BETA POST: this post must be improved a lot, as soon as I will have time to do some test on Blazor.
Anyway, because it is a long time since I started to write it (December 2018!!), I publish it as it is because it contains anyway some link that can be useful to someone ….
As said in Blazor.net site, Blazor is an experimental .NET web framework that allows to build a Web UI using C#/Razor and HTML that runs in every browser with WebAssembly (that is every updated browser families – desktop and mobile – released since mid-2017). So the secret behind Blazor is WebAssembly, a standard, binary instruction format that provides a portable target for compiling high-level languages. Blazor project stated in February 2018 and it has an update every two months.

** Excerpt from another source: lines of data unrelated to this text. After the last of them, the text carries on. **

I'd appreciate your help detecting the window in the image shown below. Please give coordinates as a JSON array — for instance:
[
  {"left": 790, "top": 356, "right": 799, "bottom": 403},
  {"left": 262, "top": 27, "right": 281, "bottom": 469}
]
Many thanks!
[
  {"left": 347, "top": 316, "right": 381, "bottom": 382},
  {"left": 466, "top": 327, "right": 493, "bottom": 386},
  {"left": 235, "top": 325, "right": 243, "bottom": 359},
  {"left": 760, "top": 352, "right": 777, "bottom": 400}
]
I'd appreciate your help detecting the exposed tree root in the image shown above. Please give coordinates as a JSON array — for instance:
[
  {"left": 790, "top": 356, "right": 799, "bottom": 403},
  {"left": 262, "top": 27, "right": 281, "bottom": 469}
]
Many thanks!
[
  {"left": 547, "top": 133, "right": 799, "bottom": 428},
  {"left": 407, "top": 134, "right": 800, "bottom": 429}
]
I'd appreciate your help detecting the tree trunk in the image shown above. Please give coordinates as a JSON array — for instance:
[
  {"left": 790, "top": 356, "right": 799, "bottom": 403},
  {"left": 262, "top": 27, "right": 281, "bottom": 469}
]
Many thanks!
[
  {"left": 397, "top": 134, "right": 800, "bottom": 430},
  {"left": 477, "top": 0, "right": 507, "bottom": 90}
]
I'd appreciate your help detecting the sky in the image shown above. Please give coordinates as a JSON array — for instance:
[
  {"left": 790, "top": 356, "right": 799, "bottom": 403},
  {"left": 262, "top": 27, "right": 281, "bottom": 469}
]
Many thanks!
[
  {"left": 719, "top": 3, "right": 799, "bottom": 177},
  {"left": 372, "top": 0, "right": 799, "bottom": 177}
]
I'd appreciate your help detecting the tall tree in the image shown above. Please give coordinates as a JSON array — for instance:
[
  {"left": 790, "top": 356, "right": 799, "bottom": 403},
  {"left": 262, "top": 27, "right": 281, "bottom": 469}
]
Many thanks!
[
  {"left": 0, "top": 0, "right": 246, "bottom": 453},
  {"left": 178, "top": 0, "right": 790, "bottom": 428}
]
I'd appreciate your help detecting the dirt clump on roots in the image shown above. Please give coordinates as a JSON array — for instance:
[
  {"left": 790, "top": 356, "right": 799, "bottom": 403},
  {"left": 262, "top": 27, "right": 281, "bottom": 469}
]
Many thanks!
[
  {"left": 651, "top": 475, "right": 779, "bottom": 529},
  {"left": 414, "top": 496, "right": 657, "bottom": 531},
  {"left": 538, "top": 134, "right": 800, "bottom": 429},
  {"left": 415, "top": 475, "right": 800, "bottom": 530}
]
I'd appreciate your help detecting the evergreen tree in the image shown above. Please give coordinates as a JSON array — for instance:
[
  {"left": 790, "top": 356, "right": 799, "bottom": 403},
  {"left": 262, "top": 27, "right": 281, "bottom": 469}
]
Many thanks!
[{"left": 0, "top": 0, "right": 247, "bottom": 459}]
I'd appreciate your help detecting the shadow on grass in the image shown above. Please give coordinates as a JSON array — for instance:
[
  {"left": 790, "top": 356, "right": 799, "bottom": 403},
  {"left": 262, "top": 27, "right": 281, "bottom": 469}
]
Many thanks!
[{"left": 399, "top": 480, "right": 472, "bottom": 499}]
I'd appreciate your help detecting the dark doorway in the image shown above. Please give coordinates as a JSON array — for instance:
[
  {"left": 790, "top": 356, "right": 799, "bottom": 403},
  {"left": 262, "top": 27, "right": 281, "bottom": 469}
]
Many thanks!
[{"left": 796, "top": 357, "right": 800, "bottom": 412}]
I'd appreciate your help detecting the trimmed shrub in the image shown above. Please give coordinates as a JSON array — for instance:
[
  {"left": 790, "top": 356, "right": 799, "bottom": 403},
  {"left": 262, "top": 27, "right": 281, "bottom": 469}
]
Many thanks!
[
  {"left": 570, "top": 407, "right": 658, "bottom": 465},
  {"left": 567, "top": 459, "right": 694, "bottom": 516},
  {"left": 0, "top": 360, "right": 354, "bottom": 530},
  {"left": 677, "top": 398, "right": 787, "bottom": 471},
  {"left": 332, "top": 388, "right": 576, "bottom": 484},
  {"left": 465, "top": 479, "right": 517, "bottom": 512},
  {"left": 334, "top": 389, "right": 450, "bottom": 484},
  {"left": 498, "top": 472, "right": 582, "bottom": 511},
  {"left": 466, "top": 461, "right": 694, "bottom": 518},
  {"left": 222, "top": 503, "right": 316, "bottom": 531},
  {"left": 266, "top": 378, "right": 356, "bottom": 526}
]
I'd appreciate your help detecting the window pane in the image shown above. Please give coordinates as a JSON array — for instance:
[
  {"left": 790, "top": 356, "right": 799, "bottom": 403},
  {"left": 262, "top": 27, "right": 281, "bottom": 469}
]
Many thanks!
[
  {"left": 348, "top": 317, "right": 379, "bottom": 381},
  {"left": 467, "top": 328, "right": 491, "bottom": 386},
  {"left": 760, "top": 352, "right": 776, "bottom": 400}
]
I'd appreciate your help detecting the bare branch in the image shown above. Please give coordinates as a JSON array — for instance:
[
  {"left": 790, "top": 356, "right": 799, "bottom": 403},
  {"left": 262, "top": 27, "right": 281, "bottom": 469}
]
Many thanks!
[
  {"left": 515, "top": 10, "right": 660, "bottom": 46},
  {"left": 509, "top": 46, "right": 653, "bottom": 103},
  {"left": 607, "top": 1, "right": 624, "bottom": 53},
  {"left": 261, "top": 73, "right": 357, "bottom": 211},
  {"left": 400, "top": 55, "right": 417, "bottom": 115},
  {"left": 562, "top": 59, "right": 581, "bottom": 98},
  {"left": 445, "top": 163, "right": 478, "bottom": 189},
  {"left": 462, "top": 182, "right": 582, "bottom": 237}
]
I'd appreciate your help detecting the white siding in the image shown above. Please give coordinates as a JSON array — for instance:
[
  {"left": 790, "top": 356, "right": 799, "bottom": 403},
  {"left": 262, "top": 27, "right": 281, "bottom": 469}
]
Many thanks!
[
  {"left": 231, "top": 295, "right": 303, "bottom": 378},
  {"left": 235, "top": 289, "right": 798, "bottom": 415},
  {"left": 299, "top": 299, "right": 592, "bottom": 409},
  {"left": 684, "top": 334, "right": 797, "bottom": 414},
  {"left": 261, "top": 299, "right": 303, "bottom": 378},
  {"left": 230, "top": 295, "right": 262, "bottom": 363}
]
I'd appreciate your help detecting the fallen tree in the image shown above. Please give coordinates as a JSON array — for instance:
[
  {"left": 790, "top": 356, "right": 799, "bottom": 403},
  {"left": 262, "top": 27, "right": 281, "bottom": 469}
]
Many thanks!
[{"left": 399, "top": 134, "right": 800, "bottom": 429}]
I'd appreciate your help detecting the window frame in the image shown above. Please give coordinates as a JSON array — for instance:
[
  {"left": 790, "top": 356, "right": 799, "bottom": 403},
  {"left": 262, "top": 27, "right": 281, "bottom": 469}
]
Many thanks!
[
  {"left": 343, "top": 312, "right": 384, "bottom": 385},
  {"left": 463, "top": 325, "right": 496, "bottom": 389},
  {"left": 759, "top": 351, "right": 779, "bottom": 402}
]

It allows a full-stack web development, using stable and consistent tools, languages, and APIs both in the browser and on the server. That project aims to do what earlier efforts like Silverlight could not, that is to enable developers to write .NET-based Web apps for the browser without a plug-in.
In fact it runs in all updated browsers on the real .NET runtime with full support for .NET Standard, it requires no plugins and no code transpilation, but only open web standards. Moreover a Blazor.net site works even in older browsers too, by falling back to an asm.js based .NET runtime.
Blazor runs completely inside the browser and once a Blazor app is compiled, it’s essentially a set of files that gets loaded into the browser and runs. Unlike traditional ASP.NET applications, there’s no need for anything special on the back end to serve it so a Blazor site can be served by any Web server on any platform.
Blazor apps access Web services using HTTP REST APIs that can be created using Microsoft tools, such as Web API, or whatever technology that can present an HTTP REST endpoint.
Latest Blazor release explored running Blazor in a separate process from the rendering process. For example, you might run Blazor in Web Worker or even server-side on .NET Core, and then handle all the UI updates and event handling over a cross-process channel.
Many work need to be done improvement of WebAssembly-based .NET runtime, so smaller download sizes, better runtime performance and support for .NET Standard 2.0)so it is still an experiment-in-progress project, but it could redefine Web application development. Anyway in following available examples clearly show what it can be already implemented … and it is not much more you can think!
To get started with Blazor and build your first Blazor web app, check out its getting started guide.
In the following you can find the link to some recent articles already published on MSDN magazine where most of the information of this post was taken. You will find even more articles in the future in that Magazine site, searching for “Razor” [be careful that the search engine page of the MSDN site seems not to work with Internet Explore, so please use Edge]:
[NOTE: you can get MSDN articles automatically translated in Italian changing in the URL /en-us/ with /it-it/ (e.g. https://msdn.microsoft.com/it-it/magazine/mt833274.aspx )
- Cutting Edge – Hierarchical Blazor Components (by Dino Esposito | March 2019 | Get the Code)
- Cutting Edge – Dealing with Forms in Blazor (by Dino Esposito | February 2019 | Get the Code)
- Template-Based Components in Blazor (by Dino Esposito | January 2019 | Get the Code)
- Cutting Edge – Blazor Custom Components (by Dino Esposito | December 2018 | Get the Code)
- .NET Core – What’s Coming in .NET Core 3.0 (by Scott Hunter | Connect(); Special Issue 2018)
- Cutting Edge – Blazor at Work: Events, Binding and Composition – (by Dino Esposito | October 2018) – Get the Code)
- Web Development – C# in the Browser with Blazor (by Jonathan Miller | September 2018 | Get the Code)
- Editor’s Note – .NET in the Browser (by Michael Desmond | September 2018)
Here an other GitHub project with Blazor examples: https://github.com/aspnet/Blazor
Other useful links:
latest Blazor release explored running Blazor in a separate process from the rendering process. For example, you might run Blazor in Web Worker, in an Electron app, or even server-side on .NET Core, and then handle all the UI updates and event handling over a cross-process channel.
Blazor running on the server-side and using SignalR to connect with clients. The approach eliminates the need to download a full .NET runtime to the browser. The nice thing about this model is that it’s completely symmetric with running Blazor in the browser, but all the existing .NET libraries and tools just work, and you don’t have to pay the cost of downloading a full .NET runtime into the browser.
Blazor remains very much an experiment-in-progress, but one that could redefine Web application development. This much is certain: We’ll be keeping an eye on this promising effort in the months and years to come. (Michael Desmond is the Editor-in-Chief of MSDN Magazine).